Landry argues that the Consent Decree is "a pernicious threat to federalism and that it should be terminated..."

BATON ROUGE, La. — Attorney General Jeff Landry is joining Mayor LaToya Cantrell in her push for to end NOPD's consent decree.

Landry filed a legal brief supporting a motion to terminate the consent decree. In his brief, Landry argues that the Consent Decree is "a pernicious threat to federalism and that it should be terminated not only because the NOPD has satisfied the Consent Decree but also because applying the Consent Decree prospectively is no longer equitable."

"The 'Full and Effective Compliance' as defined by the Consent Decree has been reached and maintained for more than four years," Landry said. "There is much work to do to restore New Orleans to its former stardom, but ending the Consent Decree would be a tremendous start."
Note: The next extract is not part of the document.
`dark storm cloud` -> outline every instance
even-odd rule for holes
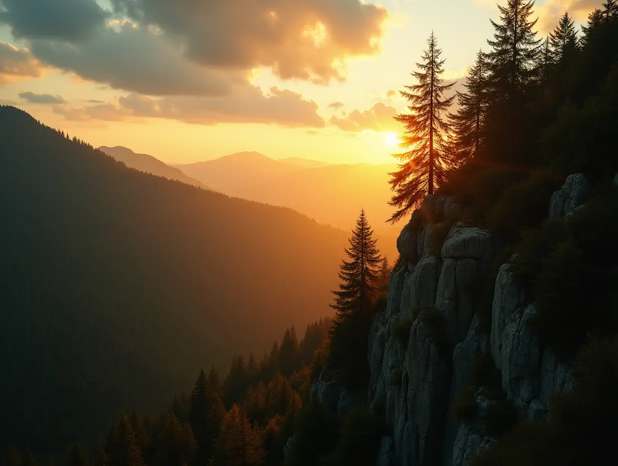
[[[0,24],[15,38],[82,39],[109,14],[95,0],[0,0]]]
[[[116,12],[160,27],[204,65],[266,66],[283,79],[342,79],[333,64],[378,51],[387,16],[360,0],[112,0]]]
[[[66,103],[67,101],[59,95],[37,94],[32,91],[20,92],[19,97],[30,103]]]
The 2012 consent decree was welcomed by then-Mayor Mitch Landrieu to bring  Constitutional policing and large-scale reforms to a troubled NOPD.
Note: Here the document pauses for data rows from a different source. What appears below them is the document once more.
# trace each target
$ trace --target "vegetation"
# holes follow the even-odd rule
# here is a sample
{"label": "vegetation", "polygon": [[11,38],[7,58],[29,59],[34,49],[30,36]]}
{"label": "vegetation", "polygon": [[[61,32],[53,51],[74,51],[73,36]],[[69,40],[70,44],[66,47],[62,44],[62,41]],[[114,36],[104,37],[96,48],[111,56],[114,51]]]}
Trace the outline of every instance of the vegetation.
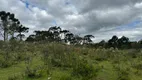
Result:
{"label": "vegetation", "polygon": [[[93,43],[61,27],[34,31],[10,12],[1,11],[1,80],[142,80],[142,41],[113,36]],[[69,44],[69,45],[67,45]]]}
Ten years later, current Mayor LaToya Cantrell has said New Orleans police are now the national model for constitutional policing and no longer need federal oversight.

Cantrell said the weight of the consent decree, which she says has also steered the Public Integrity Bureau to uphold disciplinary action that many officers see as onerous and unnecessary, is one of the main reasons officers are leaving the force in record numbers. 

“The consent decree handcuffs our officers by making their jobs harder, pestering them with punitive punishment and burying them with paperwork,” Cantrell said.

When U.S. District Judge Susie Morgan will consider the city's motion to end the consent decree is unknown.